May the Best Calorie Lose
Nutrition experts debate the idea that not all calories are created equal.
Oct. 14, 2010— -- Even if they're not exactly math whizzes, most dieters are experts at counting calories, tallying up every morsel and sip like a top notch accountant. Somewhere along the line they learn that in order to lose weight, they must create a calorie deficit by eating less fat, less carbohydrates, less protein or a little less of everything -- and whichever way they do it is immaterial. This is weight loss 101.
Now, a growing number of rebel researchers and practitioners are challenging this notion.

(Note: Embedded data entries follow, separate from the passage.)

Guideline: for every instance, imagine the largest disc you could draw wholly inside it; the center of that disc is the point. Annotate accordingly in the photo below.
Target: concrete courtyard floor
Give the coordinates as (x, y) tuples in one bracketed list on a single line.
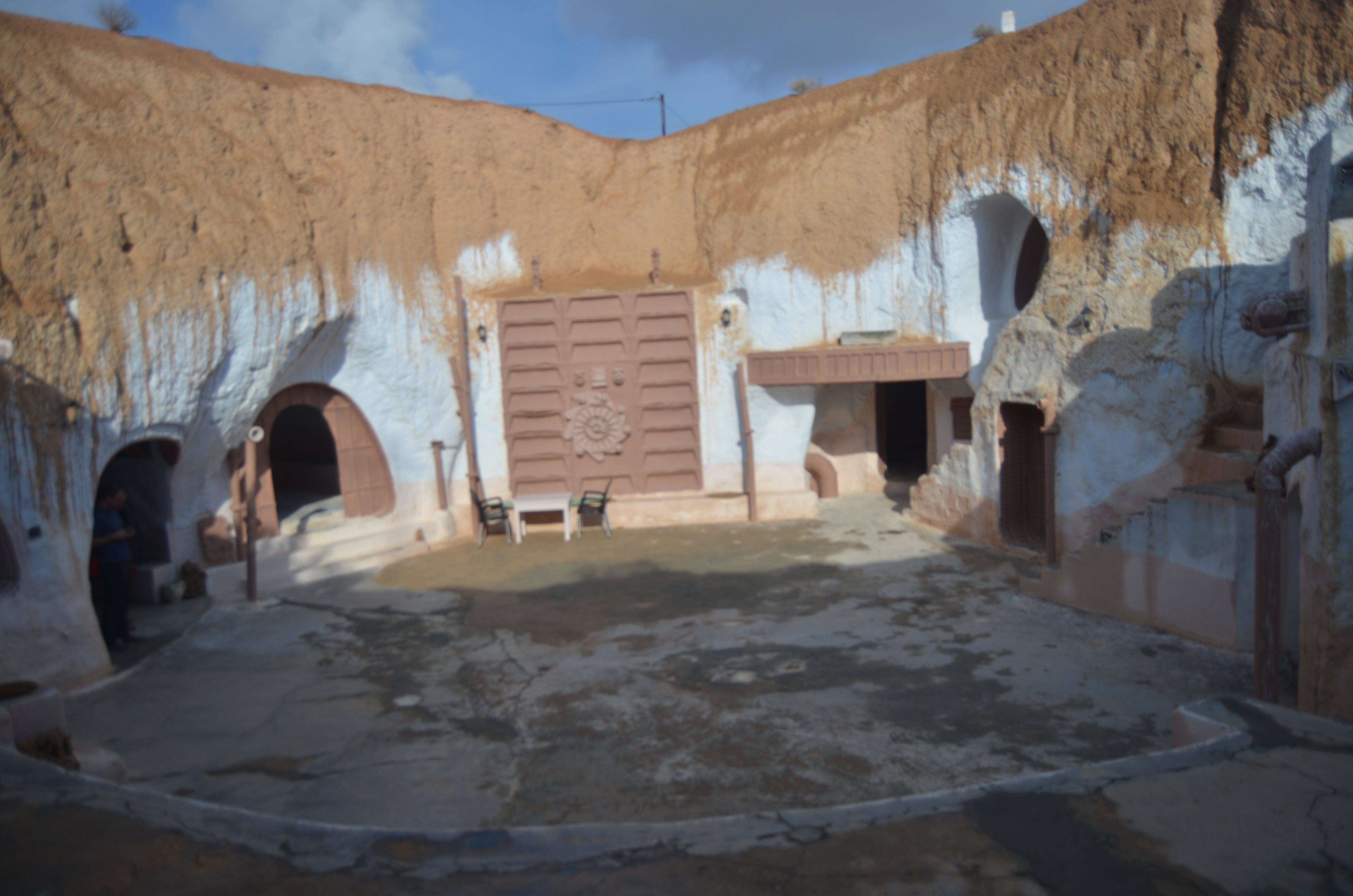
[(662, 674)]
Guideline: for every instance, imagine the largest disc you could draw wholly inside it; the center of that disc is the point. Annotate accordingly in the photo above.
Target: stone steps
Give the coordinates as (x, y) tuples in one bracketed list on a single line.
[(1237, 438), (1179, 565), (290, 561)]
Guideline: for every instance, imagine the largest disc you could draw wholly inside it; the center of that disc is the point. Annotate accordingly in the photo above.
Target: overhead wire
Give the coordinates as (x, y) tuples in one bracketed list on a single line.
[(639, 99)]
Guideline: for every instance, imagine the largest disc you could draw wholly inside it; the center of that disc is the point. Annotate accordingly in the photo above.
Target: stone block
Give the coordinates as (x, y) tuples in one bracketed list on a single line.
[(36, 714), (99, 763)]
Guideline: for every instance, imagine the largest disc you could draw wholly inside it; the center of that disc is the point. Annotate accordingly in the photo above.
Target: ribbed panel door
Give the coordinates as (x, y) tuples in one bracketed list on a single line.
[(635, 354)]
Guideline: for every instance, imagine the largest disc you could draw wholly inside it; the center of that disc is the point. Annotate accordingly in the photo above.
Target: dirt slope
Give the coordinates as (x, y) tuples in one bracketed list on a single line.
[(136, 172)]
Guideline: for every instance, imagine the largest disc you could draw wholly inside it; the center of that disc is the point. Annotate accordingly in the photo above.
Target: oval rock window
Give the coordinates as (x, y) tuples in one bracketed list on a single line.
[(1033, 258)]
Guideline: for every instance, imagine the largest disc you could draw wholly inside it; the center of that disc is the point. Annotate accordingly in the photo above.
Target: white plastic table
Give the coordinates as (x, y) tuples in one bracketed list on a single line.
[(549, 503)]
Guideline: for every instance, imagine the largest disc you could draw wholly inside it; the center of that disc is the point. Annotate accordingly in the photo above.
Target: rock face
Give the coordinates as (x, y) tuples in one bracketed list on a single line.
[(183, 239)]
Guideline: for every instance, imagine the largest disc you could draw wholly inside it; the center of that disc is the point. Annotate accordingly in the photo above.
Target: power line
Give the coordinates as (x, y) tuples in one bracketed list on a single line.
[(677, 114), (661, 99), (643, 99)]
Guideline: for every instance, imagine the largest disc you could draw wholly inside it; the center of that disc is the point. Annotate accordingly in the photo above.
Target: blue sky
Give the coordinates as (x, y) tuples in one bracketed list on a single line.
[(708, 57)]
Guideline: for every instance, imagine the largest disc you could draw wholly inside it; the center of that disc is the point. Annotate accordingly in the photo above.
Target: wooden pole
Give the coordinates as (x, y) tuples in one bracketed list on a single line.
[(745, 416), (441, 476), (465, 394), (251, 515), (1050, 430)]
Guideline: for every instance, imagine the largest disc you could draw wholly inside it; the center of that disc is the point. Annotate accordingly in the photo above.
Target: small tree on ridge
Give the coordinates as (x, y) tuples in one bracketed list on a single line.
[(117, 17)]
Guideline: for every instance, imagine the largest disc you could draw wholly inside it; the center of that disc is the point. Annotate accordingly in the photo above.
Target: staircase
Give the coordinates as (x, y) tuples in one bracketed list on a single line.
[(1231, 447), (295, 559), (1184, 565)]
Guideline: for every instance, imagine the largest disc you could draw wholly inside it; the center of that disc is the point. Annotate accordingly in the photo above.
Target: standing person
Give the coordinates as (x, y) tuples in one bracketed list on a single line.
[(111, 550)]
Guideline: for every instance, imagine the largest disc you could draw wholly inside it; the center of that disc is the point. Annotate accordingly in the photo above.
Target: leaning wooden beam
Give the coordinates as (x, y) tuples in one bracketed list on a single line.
[(745, 416), (465, 397)]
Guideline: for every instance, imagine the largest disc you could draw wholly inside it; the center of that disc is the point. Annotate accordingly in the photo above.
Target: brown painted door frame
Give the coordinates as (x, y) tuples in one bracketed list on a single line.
[(363, 472), (1024, 512)]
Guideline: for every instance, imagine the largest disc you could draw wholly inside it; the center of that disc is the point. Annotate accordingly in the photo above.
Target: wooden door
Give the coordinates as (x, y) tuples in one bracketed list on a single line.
[(600, 389), (1024, 512), (363, 473)]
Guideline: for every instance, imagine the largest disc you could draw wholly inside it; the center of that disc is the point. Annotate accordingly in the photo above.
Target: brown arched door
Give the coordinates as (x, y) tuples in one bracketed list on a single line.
[(363, 474)]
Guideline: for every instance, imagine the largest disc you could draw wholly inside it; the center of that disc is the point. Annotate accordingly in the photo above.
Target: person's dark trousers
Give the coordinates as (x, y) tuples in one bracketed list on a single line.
[(117, 592)]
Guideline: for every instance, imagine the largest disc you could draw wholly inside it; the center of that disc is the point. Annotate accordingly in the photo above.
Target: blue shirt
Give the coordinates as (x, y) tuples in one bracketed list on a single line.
[(106, 523)]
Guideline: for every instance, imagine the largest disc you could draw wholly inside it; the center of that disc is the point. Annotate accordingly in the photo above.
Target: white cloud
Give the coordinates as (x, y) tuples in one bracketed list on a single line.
[(78, 11), (363, 41)]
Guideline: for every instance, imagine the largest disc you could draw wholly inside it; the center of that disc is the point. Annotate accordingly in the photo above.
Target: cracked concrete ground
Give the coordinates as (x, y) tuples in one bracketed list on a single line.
[(662, 674), (1275, 815)]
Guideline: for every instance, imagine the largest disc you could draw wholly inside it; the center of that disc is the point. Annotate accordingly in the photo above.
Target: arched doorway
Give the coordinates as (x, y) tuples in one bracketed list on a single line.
[(142, 469), (9, 562), (323, 446)]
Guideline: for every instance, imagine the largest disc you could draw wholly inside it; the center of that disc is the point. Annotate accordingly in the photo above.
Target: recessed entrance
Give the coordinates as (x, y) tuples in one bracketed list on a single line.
[(903, 428), (305, 462), (142, 469), (9, 562), (1024, 515), (320, 462)]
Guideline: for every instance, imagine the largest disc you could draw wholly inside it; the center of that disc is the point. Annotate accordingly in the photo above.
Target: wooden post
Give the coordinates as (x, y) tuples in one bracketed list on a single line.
[(441, 476), (465, 396), (745, 416), (251, 512)]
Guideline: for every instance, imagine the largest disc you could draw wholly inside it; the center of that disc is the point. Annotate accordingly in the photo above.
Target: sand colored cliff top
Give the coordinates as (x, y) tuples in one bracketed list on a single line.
[(142, 174)]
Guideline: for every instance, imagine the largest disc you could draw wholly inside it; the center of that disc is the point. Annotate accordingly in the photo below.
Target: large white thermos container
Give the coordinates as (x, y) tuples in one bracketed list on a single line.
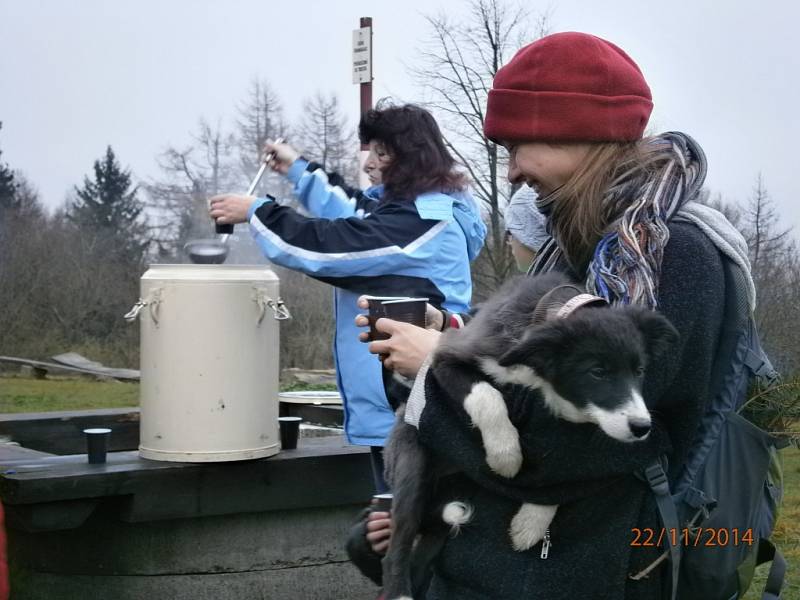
[(209, 362)]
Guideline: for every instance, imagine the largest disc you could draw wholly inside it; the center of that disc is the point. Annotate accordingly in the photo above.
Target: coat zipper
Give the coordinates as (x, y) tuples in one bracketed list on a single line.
[(545, 544)]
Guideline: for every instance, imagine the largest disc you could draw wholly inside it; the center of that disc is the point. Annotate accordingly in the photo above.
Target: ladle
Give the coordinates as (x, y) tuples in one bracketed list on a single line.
[(213, 251)]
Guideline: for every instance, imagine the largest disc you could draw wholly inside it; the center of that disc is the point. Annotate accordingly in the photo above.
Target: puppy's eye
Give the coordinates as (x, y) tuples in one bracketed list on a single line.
[(598, 373)]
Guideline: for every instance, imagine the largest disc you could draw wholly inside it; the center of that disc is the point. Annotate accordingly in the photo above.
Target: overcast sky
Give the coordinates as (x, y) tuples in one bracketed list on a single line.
[(138, 74)]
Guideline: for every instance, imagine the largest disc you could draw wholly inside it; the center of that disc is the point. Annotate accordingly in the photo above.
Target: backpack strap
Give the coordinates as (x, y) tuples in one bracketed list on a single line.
[(777, 570), (757, 360), (656, 477)]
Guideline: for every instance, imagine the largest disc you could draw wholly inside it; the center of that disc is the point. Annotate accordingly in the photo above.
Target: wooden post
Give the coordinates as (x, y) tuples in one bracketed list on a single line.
[(365, 101)]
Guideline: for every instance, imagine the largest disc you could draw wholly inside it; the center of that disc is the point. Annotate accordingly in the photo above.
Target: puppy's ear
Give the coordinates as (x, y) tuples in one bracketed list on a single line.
[(659, 334), (538, 349)]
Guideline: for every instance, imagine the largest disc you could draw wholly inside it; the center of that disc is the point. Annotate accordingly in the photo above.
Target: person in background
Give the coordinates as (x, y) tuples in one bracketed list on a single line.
[(413, 233), (571, 109), (526, 227)]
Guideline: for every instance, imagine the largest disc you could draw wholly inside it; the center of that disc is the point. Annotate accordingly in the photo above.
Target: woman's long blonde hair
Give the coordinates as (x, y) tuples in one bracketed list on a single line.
[(580, 213)]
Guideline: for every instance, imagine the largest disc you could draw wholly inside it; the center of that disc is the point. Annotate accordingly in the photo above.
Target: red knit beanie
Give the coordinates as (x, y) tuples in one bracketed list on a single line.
[(568, 87)]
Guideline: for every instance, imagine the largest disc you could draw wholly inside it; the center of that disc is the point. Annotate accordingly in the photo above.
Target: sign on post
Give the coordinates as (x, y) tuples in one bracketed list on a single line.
[(362, 55)]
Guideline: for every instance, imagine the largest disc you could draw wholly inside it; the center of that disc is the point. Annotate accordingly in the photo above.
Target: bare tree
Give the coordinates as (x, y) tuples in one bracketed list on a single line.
[(776, 269), (325, 136), (456, 68), (190, 175), (775, 262), (259, 118)]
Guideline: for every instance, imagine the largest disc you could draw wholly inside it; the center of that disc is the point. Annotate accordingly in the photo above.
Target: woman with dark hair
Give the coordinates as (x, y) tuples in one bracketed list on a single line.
[(413, 233)]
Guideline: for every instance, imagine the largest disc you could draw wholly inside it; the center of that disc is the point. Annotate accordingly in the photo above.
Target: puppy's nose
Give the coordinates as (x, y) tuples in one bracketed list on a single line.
[(639, 429)]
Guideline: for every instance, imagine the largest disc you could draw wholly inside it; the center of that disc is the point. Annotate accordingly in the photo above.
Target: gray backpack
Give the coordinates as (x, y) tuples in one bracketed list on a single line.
[(717, 516)]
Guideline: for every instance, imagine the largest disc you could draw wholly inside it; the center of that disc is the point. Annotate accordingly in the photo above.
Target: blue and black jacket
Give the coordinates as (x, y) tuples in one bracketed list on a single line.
[(363, 243)]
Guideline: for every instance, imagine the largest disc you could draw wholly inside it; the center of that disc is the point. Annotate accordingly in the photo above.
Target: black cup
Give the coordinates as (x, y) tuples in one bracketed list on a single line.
[(376, 311), (220, 228), (383, 504), (290, 431), (97, 444), (408, 310)]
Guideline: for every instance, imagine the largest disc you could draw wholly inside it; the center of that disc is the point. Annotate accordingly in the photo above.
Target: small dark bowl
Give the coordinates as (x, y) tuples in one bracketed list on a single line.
[(206, 252)]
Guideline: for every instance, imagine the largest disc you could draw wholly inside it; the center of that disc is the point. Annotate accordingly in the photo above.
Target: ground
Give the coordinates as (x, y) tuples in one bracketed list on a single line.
[(31, 395)]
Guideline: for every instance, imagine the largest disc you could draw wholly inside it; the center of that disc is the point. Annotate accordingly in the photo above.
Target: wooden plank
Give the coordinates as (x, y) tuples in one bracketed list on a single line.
[(48, 366), (73, 359), (321, 472), (62, 432)]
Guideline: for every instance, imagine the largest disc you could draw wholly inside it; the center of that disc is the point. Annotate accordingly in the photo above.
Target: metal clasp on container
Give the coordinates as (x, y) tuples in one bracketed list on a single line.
[(153, 300), (264, 302)]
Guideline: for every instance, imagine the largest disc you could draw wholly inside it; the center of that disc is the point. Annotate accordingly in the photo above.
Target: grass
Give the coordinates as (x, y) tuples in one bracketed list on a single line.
[(42, 395), (34, 395), (787, 532), (18, 394)]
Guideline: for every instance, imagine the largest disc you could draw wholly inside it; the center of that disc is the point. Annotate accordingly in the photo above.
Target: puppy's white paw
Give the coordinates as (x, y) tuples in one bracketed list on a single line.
[(529, 525), (487, 409), (456, 514)]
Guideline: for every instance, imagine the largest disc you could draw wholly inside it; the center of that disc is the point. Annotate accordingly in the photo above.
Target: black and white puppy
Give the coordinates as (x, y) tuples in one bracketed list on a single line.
[(586, 359)]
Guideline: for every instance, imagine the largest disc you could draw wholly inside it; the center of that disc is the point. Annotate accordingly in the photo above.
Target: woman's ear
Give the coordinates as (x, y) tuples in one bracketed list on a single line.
[(659, 334)]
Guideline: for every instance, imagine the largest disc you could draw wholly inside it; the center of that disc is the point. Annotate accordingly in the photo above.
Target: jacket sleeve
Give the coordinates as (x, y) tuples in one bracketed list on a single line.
[(325, 195), (386, 242), (361, 554), (564, 461)]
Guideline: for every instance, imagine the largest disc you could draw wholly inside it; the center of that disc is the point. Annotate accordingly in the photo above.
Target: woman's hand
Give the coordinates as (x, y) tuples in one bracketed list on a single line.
[(408, 346), (230, 208), (283, 156), (379, 531)]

They're taking the "carbs versus protein" diet debate a step further by maintaining that the source of calories is just as important as the number of them.
Conventional nutrition experts acknowledge that the biochemistry of nutrition is complex but one essential fact is constant: A calorie is a calorie no matter where it comes from.
"For the most part the evidence seems to show that just about any diet will give you about the same results for weight loss as long as you eat sensibly and exercise moderation," says Christine Gerbstadt, a spokesperson for the American Dietetics Association (ADA), a group that advocates "balanced eating plans" like the USDA Food Guide at MyPyramid.gov and the Dietary Approaches to Stop Hypertension (DASH Diet). Both diets are low in fat, sugar, cholesterol and salt, high in complex carbohydrates like whole grains and offer moderate amounts of lean proteins.
But experts like Jonny Bowden, a certified nutritionist and author of Living Low Carb, (Sterling, 2010) insist that all calories are most certainly not created equal. As proof, he points to studies like this 2009 Swedish investigation where volunteers snacked on candy or peanuts to the tune of about 20 extra calories per each half pound of body weight. For example, someone weighing 150 pounds would overindulge by eating a gut busting 1,300 calories a day.
After two weeks, you might expect that both groups were popping the buttons on their pants but this was the case with just the sweet eaters. The peanut snackers did gain a small amount of weight but only about a third of what the candy eaters gained and only the candy group showed an increase in waist circumference, cholesterol and overall blood fats.